Ben-Eliezer said he would present a peace plan the Palestinians would not refuse; Ramon said he would not even try to negotiate and simply press forward with building a fence between Israelis and Palestinians and then unilaterally withdrawing from much of the West Bank and Gaza. Mitzna said he would try to negotiate before unilaterally withdrawing behind a fence.
Netanyahu said the first thing he would do is expel Arafat. Only then, he said, “will there be an opening for peace.” But Sharon insists that security cannot be secured through “slogans and magic solutions” and that Israel must continue to fight terrorism “without disruptions and any external pressures.”
News of the cold-blooded kibbutz attack shocked even those Israelis who have become hardened to terrorist attacks. Shaul Goldstein, mayor of the regional council of Gush Etzion, described the killer as a “beast.”

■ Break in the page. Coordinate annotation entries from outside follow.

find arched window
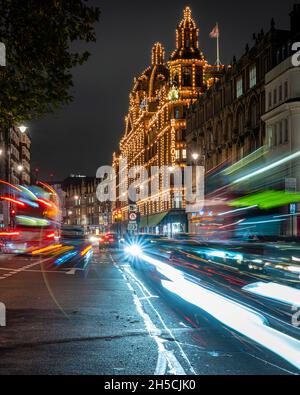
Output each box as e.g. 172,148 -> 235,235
249,99 -> 258,128
182,67 -> 192,86
237,108 -> 245,134
224,116 -> 232,142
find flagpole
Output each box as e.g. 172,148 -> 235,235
217,22 -> 221,68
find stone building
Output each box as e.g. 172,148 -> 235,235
62,175 -> 111,233
186,6 -> 300,232
0,127 -> 31,228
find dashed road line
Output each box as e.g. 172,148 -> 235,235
111,255 -> 197,376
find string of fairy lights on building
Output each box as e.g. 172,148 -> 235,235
113,7 -> 223,220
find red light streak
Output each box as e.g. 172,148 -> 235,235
1,197 -> 25,207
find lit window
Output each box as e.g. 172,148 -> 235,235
249,65 -> 257,89
273,89 -> 277,106
279,122 -> 283,144
236,77 -> 244,98
283,119 -> 289,143
284,81 -> 289,99
279,85 -> 282,102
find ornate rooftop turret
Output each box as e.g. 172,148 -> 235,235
171,7 -> 203,60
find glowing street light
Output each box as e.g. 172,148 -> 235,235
19,125 -> 28,134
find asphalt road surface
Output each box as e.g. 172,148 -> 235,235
0,251 -> 299,375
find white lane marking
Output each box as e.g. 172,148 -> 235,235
65,269 -> 77,276
0,258 -> 51,281
126,269 -> 197,375
111,256 -> 196,376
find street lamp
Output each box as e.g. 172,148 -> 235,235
192,152 -> 199,162
19,125 -> 28,134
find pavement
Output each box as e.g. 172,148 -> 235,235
0,251 -> 299,375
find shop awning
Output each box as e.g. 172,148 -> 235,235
140,211 -> 169,228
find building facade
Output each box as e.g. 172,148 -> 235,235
262,51 -> 300,236
62,175 -> 111,234
113,7 -> 223,234
0,127 -> 31,228
187,6 -> 300,233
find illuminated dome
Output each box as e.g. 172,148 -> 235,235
132,43 -> 169,101
171,7 -> 203,60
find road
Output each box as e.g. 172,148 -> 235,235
0,251 -> 299,375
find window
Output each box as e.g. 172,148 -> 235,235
283,119 -> 289,143
238,110 -> 244,134
182,67 -> 192,86
249,65 -> 257,89
284,81 -> 289,99
236,77 -> 244,98
174,107 -> 180,119
278,122 -> 283,144
250,100 -> 258,128
279,85 -> 282,102
273,125 -> 278,147
273,89 -> 277,106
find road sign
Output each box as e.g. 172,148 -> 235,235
129,213 -> 137,222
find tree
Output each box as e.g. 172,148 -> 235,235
0,0 -> 100,127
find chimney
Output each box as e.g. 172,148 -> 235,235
290,4 -> 300,35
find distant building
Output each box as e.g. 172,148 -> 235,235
187,5 -> 300,233
62,175 -> 111,233
0,127 -> 31,227
113,7 -> 223,235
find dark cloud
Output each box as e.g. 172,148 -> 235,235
31,0 -> 293,179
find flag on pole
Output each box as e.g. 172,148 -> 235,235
209,24 -> 220,38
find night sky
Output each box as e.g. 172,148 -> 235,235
30,0 -> 294,180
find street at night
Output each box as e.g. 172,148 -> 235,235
0,0 -> 300,384
0,241 -> 297,375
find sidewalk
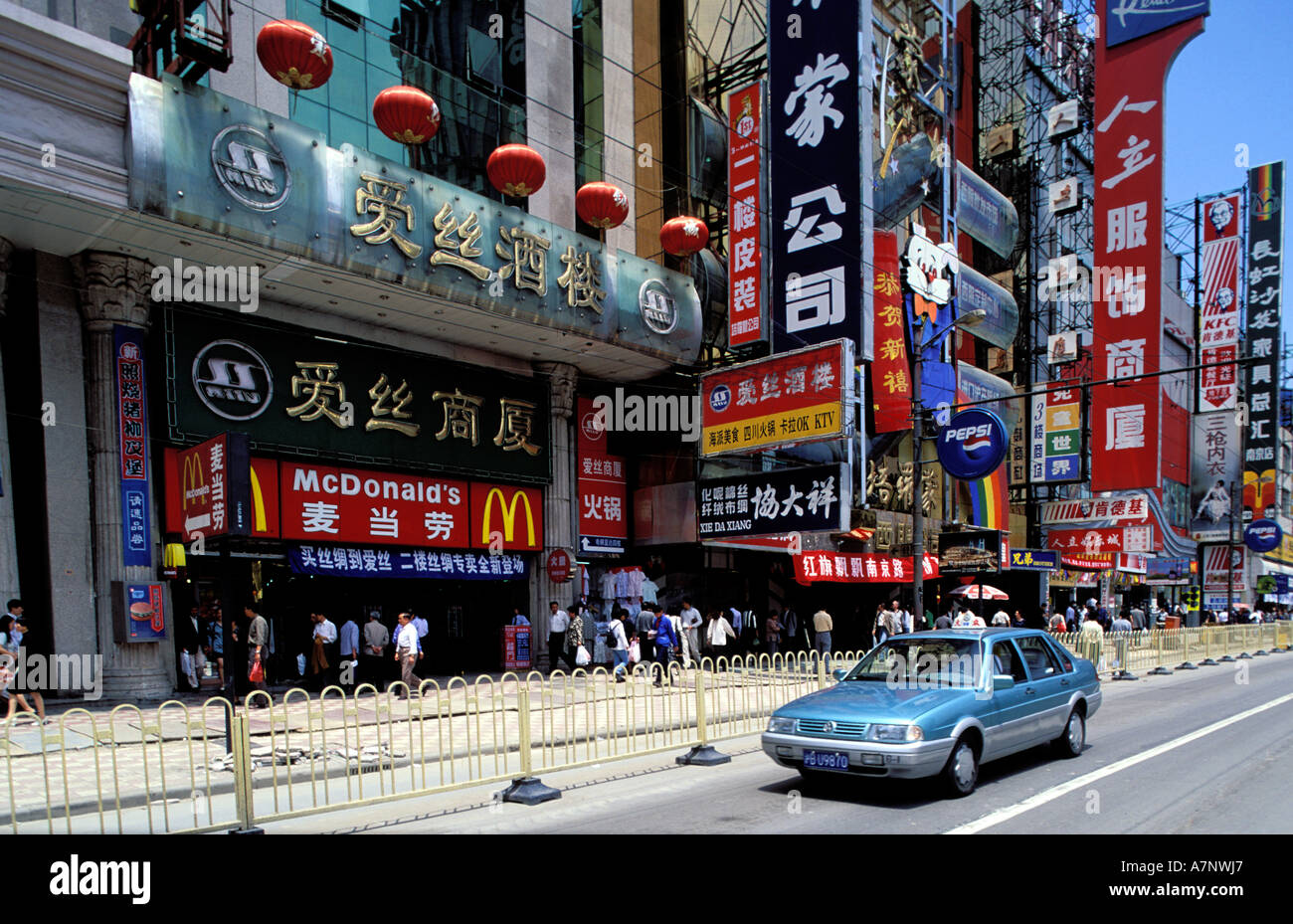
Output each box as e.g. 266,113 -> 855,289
0,670 -> 818,830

He noted that the residents of Kibbutz Metzer, situated only about a mile from the Israeli border with the West Bank, are mostly left-wing Jews who fostered coexistence with their Israeli Arab neighbors and support a Palestinian state in the West Bank.
“Coexistence can be gained only by being strong,” Goldstein countered.
“I love them, but they are children,” he said of the kibbutz residents.
Dov Avital, a member of the kibbutz and its economic director, said in the wake of the attack: “I hope we find the strength to keep in line with our beliefs. … This is a community that intends to live for generations with good relations between Arabs and Jews. We have invested our lives in it and we are not letting these guys destroy it.”
Arnon Soffer, a terrorism expert at the University of Haifa, pointed out that the residents of this kibbutz had announced that it did not want a wall built to separate them from their Arab neighbors.
“Now do you see what happened?” he asked. “The Palestinian attack has left them confused at the moment. … I think it may change them. Since this morning, people have been working quickly to build a fence around the kibbutz.”
Dov Avital said the gunman had infiltrated the kibbutz by finding a vulnerable spot in the fence that surrounded the kibbutz. He said a new, electronic fence was now being erected to detect intruders. He said the kibbutz residents had objected – and continue to object – to the building of the large security fence if it cut off their Palestinian neighbors from their olive fields. He said the kibbutz residents have said they would give up some of their land to ensure that did not happen because the olive fields are the Palestinians’ livelihood.
Asked about the upcoming elections, Avital said he believed that 90 percent of the kibbutz residents would vote for the left-wing Meretz Party.
But Zalman Shoval, an adviser to Sharon, said he believed the kibbutz attack simply drives more Israelis to the right.
“People understand what President [George W.] Bush said clearly in his [June 24] speech, that as long as the present leadership of Yasir Arafat is in place, there is no chance for security or peace,” he said. “The only question is should we wait until after [a war with Iraq], exile him or ignore him. The kibbutz attack was done by Arafat’s own organization, so he can no longer hide behind the skirts of the Islamic Jihad or Hamas. Nobody in his right mind is going to buy his charade that he is going to establish a commission of inquiry.”
Sharon and Dov Avital both said the kibbutz had been deliberately targeted. Avital noted that the gunman had passed other Jewish communities before reaching it. And Sharon said it proves that the terrorists “are out to kill anyone who is Jewish,” even those of the extreme left who believe in coexistence.